土と桜

 冬が終わり、春が本格的に始まるまでの短い間、僕はたくさんの人に様々な意味合いでさようならを言った。ある時にはそれは「また今度」であり、ある時には「永久にバイバイ」だった。それほど遠くはない場所へ引っ越した人も、海外へ引っ越した人もいるし、物理的な距離を超えた遠くへ行ってしまった人もいる。

 彼が死んでしまったという知らせを聞いたとき、僕は呑気に定食屋の列に並んで遅めの昼ご飯を食べようとしていた。転んで骨にひびが入ったという祖母を見舞いに病院を訪ねた帰りだった。彼女はひびこそ入っているものの88歳にしては元気そのものだった。久しぶりに祖母と談笑して幾分心が和らいでいるところだった。

 彼がどうして死を選んだのか、僕には大まかな理由しか分からない。ただ、彼は自動車の排気ガスを車内に引き込むという方法で死ぬことを選択した。文字通り人生で最後、エンジンを掛けるとき、フロントガラスから見えた空はどんな風だったのだろう。それとも空なんて見えない所だったのだろうか。

 出席すると傷つく人と、出席しないと傷つく人がいて、僕は通夜にも葬式にも出ないことを選んだ。どうしてその人達が僕の挙動によって傷つくのか、これも一部分は僕の知るところであり、大部分は僕の知らないことだった。僕はある人を信頼し、その人の望みに従って行動することを選んだ。

 もう長い間会っていなくて、それから葬式にも出ていないせいかもしれないけれど、僕はそれほどのショックを感じなかった。
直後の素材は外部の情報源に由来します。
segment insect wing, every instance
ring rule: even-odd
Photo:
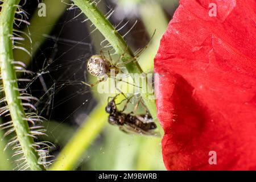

代わりにそこには大きな違和感があった。ちょうど村上春樹の小説の中で青豆が1984年から1Q84年へ行ってしまったみたいに。ほとんどの部分は今までと同じだけど、でもいくつかの部分が決定的に異なっている世界。それは単に彼のいる世界、いない世界ということではなかった。例えば、物に出来る影の長さと濃さも今までとは少し違うかもしれない。


 悲しみと違和感の他に僕が感じたものは、責任だった。もちろん普通に考えて僕には何の責任もない。物事は僕とは関係のないことで、そして知らない場所で全ては進行した。だけど、それでも思うのは、僕にだってどうにか首を突っ込んでお節介をすることはできた、ということだった。あちらこちらとぶつかり跳ね返りながら、そのランダムに変化するベクトルは自殺という結果に到達した。複雑系において初期値の僅かな差が出力に莫大な差異を生み出すように、あるいは僕が挨拶の電話をどこかでしていただけでも結果は量り知れず異なっていたかもしれない。思い立った瞬間はなかったわけではなく、意味のない躊躇いによって僕は電話をしなかった。物事に躊躇うとき、僕はどこかでそれを行った場合のリスクをカウントしているわけだけど、実際のところそれを行わないことのリスクの方がいつも大きいのかもしれない。